Dortmund. Allein gegen alle können die Sozialdemokraten nicht in Dortmund regieren. Ohne Koalitionspartner gibt's keine Mehrheit im Rat. Doch die SPD manövriert sich zusehends in die Isolation.

Dass es der SPD am Montag mit dem Entschluss Ullrich Sieraus, das Amt des Oberbürgermeisters anzutreten, sowie der Forderung an den alten OB, für vollständige Aufklärung zu sorgen, gelungen wäre, den Vertrauensverlust durch die Haushaltslüge wettzumachen, glauben offenbar nur die Genossen selbst. Dass der alte Koalitionspartner, die Grünen, auch der neue wird, ist fraglicher denn je. Zwar tauschen Genossen und Grüne in dieser Woche „Grundsatzpapiere” aus; es gibt aber noch keinen Fahrplan für weitere Koalitionsverhandlungen.

Dass Sierau seine Wahl zum OB annahm, halten die Grünen „angesichts der Umstände, unter denen Sieraus Wahl zustande gekommen ist, für „problematisch”. „Wir hätten uns gewünscht, dass ein klarer Schnitt gemacht wird und Ulli Sierau, der nach eigener Aussage an einer Irreführung der Wähler nicht beteiligt war, sich Neuwahlen stellt”, hieß es gestern von Kreisvorstand und Fraktion der Grünen. „Mehr als erstaunlich” findet Fraktions-Chef Mario Krüger, dass die SPD alle Schuld auf die Stadtkämmerin Dr.

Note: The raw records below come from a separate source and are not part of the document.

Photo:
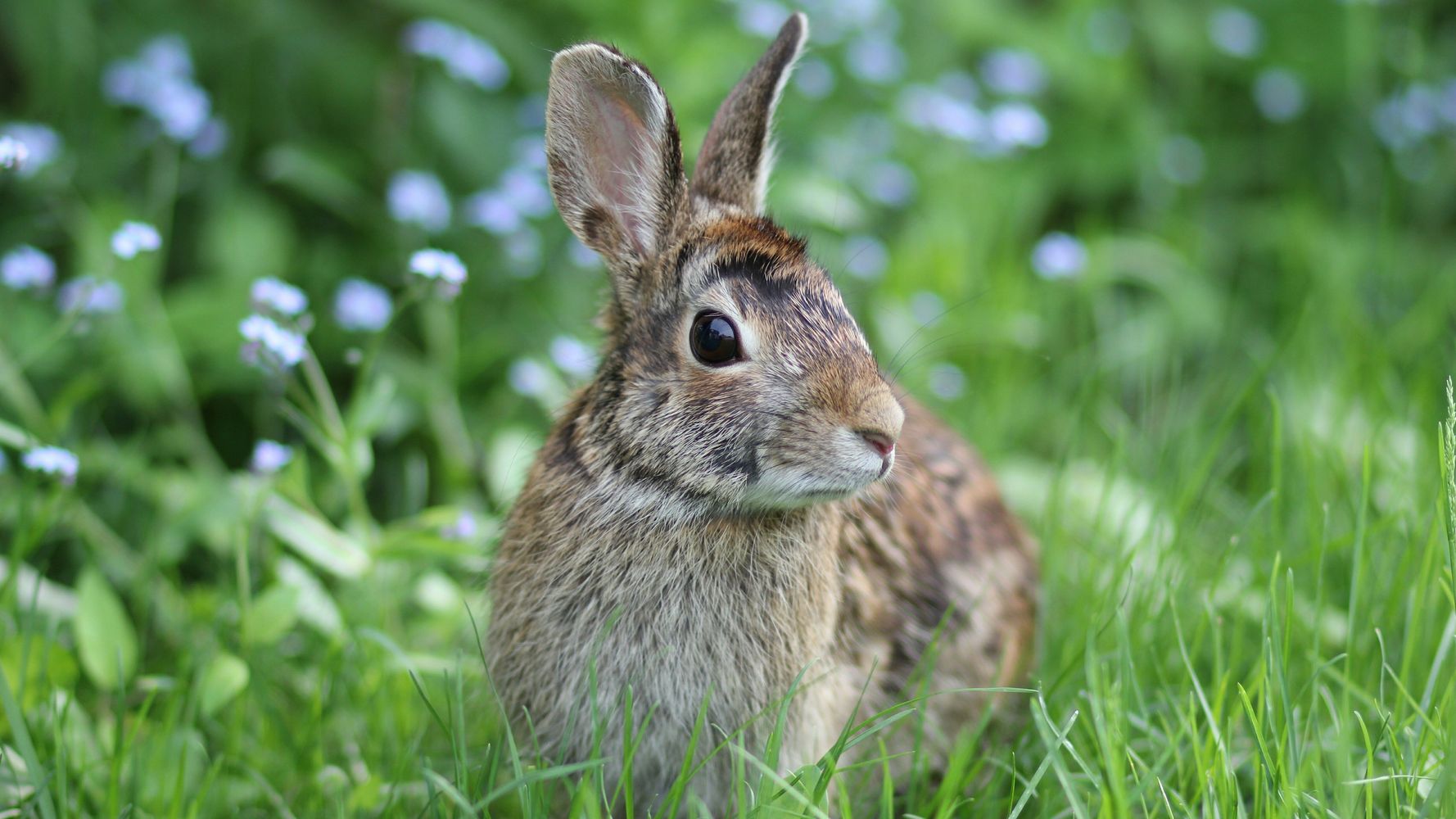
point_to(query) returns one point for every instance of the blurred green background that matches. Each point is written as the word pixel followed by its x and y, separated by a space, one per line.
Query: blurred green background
pixel 1184 271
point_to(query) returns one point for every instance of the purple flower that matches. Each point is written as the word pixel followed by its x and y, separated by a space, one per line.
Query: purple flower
pixel 26 269
pixel 419 198
pixel 269 346
pixel 361 306
pixel 269 456
pixel 278 296
pixel 1059 256
pixel 134 238
pixel 52 461
pixel 91 296
pixel 1014 72
pixel 465 56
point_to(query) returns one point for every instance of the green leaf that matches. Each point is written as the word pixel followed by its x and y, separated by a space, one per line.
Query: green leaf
pixel 223 680
pixel 105 639
pixel 510 458
pixel 271 615
pixel 316 540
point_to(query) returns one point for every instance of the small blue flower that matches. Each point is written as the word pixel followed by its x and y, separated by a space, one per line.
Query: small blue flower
pixel 1014 72
pixel 1016 124
pixel 1059 256
pixel 134 238
pixel 1235 31
pixel 38 147
pixel 887 183
pixel 1278 93
pixel 361 306
pixel 210 140
pixel 439 264
pixel 947 381
pixel 91 296
pixel 866 257
pixel 161 84
pixel 269 456
pixel 814 78
pixel 269 346
pixel 465 56
pixel 278 296
pixel 52 461
pixel 572 356
pixel 529 378
pixel 419 198
pixel 26 269
pixel 463 528
pixel 12 153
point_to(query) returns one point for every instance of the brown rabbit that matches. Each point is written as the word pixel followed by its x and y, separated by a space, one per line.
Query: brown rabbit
pixel 739 495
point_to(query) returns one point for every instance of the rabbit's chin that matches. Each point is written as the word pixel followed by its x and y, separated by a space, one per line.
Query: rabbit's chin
pixel 795 487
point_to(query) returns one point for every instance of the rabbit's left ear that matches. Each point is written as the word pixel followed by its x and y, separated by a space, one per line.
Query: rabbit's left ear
pixel 733 168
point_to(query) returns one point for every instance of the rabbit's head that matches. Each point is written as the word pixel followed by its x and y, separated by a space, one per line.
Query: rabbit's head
pixel 735 378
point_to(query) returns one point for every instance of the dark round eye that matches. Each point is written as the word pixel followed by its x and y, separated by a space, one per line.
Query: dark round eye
pixel 714 338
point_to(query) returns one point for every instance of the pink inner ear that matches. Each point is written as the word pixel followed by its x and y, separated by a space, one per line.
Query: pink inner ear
pixel 621 159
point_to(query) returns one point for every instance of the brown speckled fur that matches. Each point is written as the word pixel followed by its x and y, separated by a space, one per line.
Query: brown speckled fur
pixel 717 532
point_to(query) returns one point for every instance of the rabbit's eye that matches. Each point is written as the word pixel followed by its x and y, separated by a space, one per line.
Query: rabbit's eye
pixel 714 338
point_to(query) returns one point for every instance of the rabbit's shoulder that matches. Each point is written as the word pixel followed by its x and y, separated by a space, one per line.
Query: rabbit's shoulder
pixel 934 550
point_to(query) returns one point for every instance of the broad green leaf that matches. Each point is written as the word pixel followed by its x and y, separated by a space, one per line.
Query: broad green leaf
pixel 316 540
pixel 271 615
pixel 105 639
pixel 223 680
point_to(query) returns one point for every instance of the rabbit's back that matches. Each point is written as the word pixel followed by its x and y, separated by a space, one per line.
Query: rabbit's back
pixel 938 574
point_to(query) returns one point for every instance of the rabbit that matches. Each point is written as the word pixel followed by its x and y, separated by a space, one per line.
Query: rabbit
pixel 739 505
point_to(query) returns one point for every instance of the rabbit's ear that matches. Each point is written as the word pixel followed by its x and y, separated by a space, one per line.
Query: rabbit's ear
pixel 733 166
pixel 613 156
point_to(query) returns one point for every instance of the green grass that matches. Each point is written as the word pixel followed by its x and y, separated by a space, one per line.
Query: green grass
pixel 1232 432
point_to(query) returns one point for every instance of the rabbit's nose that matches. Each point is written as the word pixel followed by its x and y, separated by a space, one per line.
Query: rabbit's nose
pixel 879 442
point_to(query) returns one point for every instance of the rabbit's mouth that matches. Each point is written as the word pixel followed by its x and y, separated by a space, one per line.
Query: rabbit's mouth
pixel 821 475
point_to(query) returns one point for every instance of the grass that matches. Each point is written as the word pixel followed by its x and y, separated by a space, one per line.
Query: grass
pixel 1232 429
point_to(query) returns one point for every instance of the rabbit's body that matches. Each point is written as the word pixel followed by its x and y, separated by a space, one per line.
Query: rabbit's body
pixel 741 607
pixel 715 518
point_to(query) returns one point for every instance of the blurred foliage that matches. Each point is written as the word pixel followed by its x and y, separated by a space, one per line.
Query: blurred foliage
pixel 1184 271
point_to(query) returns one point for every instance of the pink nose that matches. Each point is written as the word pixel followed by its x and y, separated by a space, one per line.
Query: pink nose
pixel 879 442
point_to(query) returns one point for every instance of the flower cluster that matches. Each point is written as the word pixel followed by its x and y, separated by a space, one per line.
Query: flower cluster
pixel 88 295
pixel 278 296
pixel 465 56
pixel 12 153
pixel 269 346
pixel 269 456
pixel 1416 114
pixel 419 198
pixel 28 147
pixel 134 238
pixel 1059 256
pixel 361 306
pixel 159 82
pixel 61 464
pixel 26 269
pixel 440 265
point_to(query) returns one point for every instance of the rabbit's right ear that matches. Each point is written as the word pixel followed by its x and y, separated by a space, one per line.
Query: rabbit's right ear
pixel 613 158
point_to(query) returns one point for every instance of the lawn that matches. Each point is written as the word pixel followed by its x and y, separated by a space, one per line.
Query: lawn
pixel 1186 273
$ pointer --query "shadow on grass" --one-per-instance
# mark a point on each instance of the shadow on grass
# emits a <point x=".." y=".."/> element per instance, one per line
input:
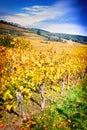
<point x="33" y="100"/>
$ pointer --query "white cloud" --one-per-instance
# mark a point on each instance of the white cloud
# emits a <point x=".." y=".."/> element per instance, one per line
<point x="66" y="28"/>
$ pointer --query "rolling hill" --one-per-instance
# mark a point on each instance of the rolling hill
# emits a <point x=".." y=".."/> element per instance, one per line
<point x="14" y="29"/>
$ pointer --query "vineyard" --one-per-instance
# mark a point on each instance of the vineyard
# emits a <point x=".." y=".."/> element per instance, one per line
<point x="42" y="77"/>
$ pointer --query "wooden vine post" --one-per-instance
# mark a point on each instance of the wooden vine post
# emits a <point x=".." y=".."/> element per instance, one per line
<point x="42" y="87"/>
<point x="19" y="98"/>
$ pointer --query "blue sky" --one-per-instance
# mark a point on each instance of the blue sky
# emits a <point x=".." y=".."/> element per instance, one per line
<point x="63" y="16"/>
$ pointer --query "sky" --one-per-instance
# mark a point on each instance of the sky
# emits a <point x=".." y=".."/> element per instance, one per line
<point x="59" y="16"/>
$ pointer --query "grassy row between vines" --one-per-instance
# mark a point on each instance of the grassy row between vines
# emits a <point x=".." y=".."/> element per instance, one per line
<point x="67" y="113"/>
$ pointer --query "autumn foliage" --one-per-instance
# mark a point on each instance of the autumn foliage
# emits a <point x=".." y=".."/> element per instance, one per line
<point x="23" y="68"/>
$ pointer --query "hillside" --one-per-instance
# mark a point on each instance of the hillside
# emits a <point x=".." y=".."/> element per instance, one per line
<point x="43" y="81"/>
<point x="13" y="29"/>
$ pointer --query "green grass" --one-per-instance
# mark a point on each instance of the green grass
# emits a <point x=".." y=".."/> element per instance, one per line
<point x="67" y="113"/>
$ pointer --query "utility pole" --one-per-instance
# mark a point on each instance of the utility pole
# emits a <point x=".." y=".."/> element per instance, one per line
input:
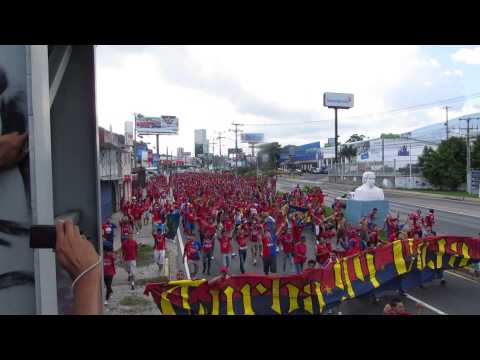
<point x="219" y="138"/>
<point x="469" y="175"/>
<point x="236" y="131"/>
<point x="446" y="121"/>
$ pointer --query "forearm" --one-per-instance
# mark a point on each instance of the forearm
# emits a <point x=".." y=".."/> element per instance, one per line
<point x="87" y="297"/>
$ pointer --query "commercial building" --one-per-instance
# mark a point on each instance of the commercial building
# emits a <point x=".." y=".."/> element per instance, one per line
<point x="201" y="142"/>
<point x="115" y="167"/>
<point x="303" y="157"/>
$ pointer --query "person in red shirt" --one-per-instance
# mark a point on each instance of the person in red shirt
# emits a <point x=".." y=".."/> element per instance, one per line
<point x="323" y="252"/>
<point x="300" y="254"/>
<point x="108" y="270"/>
<point x="207" y="253"/>
<point x="396" y="307"/>
<point x="226" y="248"/>
<point x="241" y="239"/>
<point x="429" y="220"/>
<point x="191" y="252"/>
<point x="269" y="253"/>
<point x="297" y="228"/>
<point x="159" y="250"/>
<point x="254" y="237"/>
<point x="129" y="251"/>
<point x="286" y="246"/>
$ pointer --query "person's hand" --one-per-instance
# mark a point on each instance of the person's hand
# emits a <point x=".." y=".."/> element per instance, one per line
<point x="73" y="250"/>
<point x="11" y="149"/>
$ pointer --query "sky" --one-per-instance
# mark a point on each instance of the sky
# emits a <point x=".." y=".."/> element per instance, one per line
<point x="278" y="90"/>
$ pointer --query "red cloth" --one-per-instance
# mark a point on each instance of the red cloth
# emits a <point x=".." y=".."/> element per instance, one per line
<point x="129" y="249"/>
<point x="300" y="253"/>
<point x="225" y="245"/>
<point x="207" y="245"/>
<point x="159" y="241"/>
<point x="323" y="252"/>
<point x="287" y="242"/>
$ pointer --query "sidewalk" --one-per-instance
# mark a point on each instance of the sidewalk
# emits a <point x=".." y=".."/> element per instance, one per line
<point x="125" y="301"/>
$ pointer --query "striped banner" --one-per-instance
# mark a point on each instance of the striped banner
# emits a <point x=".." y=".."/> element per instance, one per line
<point x="398" y="265"/>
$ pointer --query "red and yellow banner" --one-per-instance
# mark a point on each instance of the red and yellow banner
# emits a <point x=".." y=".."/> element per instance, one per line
<point x="400" y="264"/>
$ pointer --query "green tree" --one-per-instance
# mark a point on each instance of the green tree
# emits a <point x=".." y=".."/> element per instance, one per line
<point x="389" y="136"/>
<point x="355" y="137"/>
<point x="273" y="151"/>
<point x="348" y="152"/>
<point x="445" y="167"/>
<point x="475" y="154"/>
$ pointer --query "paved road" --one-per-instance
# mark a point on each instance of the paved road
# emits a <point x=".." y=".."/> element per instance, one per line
<point x="459" y="296"/>
<point x="457" y="218"/>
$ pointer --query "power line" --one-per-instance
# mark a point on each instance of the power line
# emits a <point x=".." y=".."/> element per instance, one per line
<point x="393" y="111"/>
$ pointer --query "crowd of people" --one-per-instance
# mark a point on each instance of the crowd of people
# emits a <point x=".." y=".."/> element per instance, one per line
<point x="248" y="219"/>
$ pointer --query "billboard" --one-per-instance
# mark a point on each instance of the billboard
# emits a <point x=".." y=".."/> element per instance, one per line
<point x="163" y="125"/>
<point x="129" y="133"/>
<point x="403" y="151"/>
<point x="198" y="149"/>
<point x="139" y="149"/>
<point x="252" y="138"/>
<point x="307" y="152"/>
<point x="234" y="151"/>
<point x="337" y="100"/>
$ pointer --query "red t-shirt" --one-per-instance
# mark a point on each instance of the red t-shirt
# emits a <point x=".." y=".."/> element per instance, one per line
<point x="228" y="225"/>
<point x="159" y="241"/>
<point x="191" y="250"/>
<point x="129" y="249"/>
<point x="242" y="241"/>
<point x="225" y="245"/>
<point x="109" y="263"/>
<point x="323" y="252"/>
<point x="300" y="253"/>
<point x="207" y="245"/>
<point x="287" y="242"/>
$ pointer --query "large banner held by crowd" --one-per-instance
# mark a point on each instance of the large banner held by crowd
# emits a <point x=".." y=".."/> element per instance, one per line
<point x="402" y="264"/>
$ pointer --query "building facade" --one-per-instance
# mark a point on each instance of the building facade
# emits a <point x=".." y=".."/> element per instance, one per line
<point x="115" y="168"/>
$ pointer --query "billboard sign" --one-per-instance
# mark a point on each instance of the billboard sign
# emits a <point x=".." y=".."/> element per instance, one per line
<point x="234" y="151"/>
<point x="252" y="138"/>
<point x="129" y="133"/>
<point x="139" y="148"/>
<point x="403" y="151"/>
<point x="163" y="125"/>
<point x="338" y="100"/>
<point x="198" y="149"/>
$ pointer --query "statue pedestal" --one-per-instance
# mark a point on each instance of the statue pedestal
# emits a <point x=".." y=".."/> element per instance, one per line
<point x="356" y="209"/>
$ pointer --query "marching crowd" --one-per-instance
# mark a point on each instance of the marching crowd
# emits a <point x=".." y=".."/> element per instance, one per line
<point x="247" y="218"/>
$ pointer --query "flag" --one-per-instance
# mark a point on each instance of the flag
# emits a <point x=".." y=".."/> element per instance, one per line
<point x="402" y="264"/>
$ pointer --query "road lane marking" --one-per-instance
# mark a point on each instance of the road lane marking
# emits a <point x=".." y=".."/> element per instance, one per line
<point x="430" y="307"/>
<point x="180" y="241"/>
<point x="462" y="277"/>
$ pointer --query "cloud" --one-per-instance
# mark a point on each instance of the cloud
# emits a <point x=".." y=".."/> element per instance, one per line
<point x="212" y="86"/>
<point x="470" y="56"/>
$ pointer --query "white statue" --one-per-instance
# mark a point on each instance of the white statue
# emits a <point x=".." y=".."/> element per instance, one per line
<point x="368" y="191"/>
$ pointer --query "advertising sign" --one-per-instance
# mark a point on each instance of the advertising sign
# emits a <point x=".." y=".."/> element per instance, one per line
<point x="198" y="149"/>
<point x="337" y="100"/>
<point x="403" y="151"/>
<point x="129" y="133"/>
<point x="234" y="151"/>
<point x="150" y="158"/>
<point x="163" y="125"/>
<point x="252" y="138"/>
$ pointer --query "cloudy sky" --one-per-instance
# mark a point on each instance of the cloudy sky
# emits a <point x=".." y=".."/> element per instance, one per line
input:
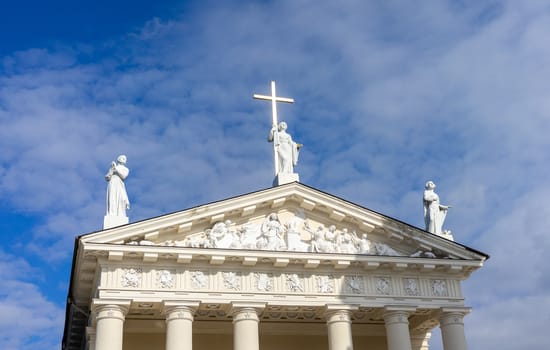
<point x="389" y="94"/>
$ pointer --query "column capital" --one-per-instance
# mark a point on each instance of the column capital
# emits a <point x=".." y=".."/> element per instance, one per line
<point x="398" y="314"/>
<point x="453" y="315"/>
<point x="106" y="308"/>
<point x="179" y="306"/>
<point x="339" y="313"/>
<point x="239" y="307"/>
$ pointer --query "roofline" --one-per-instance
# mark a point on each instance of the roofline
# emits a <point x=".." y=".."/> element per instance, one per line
<point x="486" y="256"/>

Uthemann ablädt - und nicht auf OB Langemeyer, „der sich nachweislich den begründeten Vorschlägen seiner Kämmerin nach einem Nachtragshaushalt widersetzt hat.” Die aktuellen Vorgänge würden die Verhandlungen über die Fortsetzung von Rot-Grün im Rat „nicht vereinfachen”.

"System Langemeyer wird fortgesetzt"

„Es wäre ein erlösendes Zeichen gewesen, wenn Herr Sierau im Interesse der Bürger gehandelt und sich für Neuwahlen ausgesprochen hätte”, liegen die Stellungnahmen von Grünen und CDU-Vize Uwe Waßmann nicht weiter auseinander. Sierau werde „nie wirklich OB der Dortmunder sein”. Sein Schritt zeige, dass er allein der SPD verpflichtet sei. „Wir können nicht erkennen, welchen Beitrag Herr Sierau zur Aufklärung des Haushaltsskandals in Dortmund leistet. Das System Langemeyer wird fortgesetzt.”

„Die Glaubwürdigkeit der SPD ist endgültig dahin”, hält es Michael Kauch, der FDP-Kreisvorsitzende, für einen „Treppenwitz, wenn ausgerechnet die Partei, die in den letzten Jahren für Affären und Wahlbetrug verantwortlich ist, nun eine neue politische Kultur der Transparenz, der Sachlichkeit und der Glaubwürdigkeit einfordert. Diese SPD will nur eins: die Macht.”

„Statt mit einer Neuwahl für klare Verhältnisse zu sorgen, eiert er tagelang mit seinen Parteifreunden rum, spielt die Mimose und will notfalls auch gerichtlich gegen einen möglichen Ratsentscheid zur Neuwahl vorgehen”, so Thomas Reinbold für die Bürgerliste.

Partei will bis zum Bundesverwaltungsgericht ziehen

Für den Fall, dass sich der Rat nur für die Wiederholung der OB-Wahlen und nicht „konsequenterweise” auch für die Wahlen zu Rat und Bezirksvertretungen ausspricht, kündigte die Freie Bürger Initiative eine eigene Klage an - bis zum Bundesverwaltungsgericht. „Wir hätten für weitere Mandate nur wenige 100 Stimmen mehr benötigt”, so Vorsitzender Detlef Münch.

Wer hofft, anhand der Sitzungsprotokolle des Stadtvorstands nachprüfen zu können, ob Stadtdirektor Sierau tatsächlich nichts wusste vom wachsenden Millionenloch im Haushalt, dürfte enttäuscht werden. Nach WAZ-Informationen versorgte die Kämmerin zwar regelmäßig (immer zu Monatsbeginn) ihre Dezernentenkollegen mit den neuesten Daten zur Finanzlage. Zumindest die offiziell geführten Protokolle sollen aber keinerlei Hinweis auf ihre Vorträge enthalten - geschweige denn konkrete Zahlen.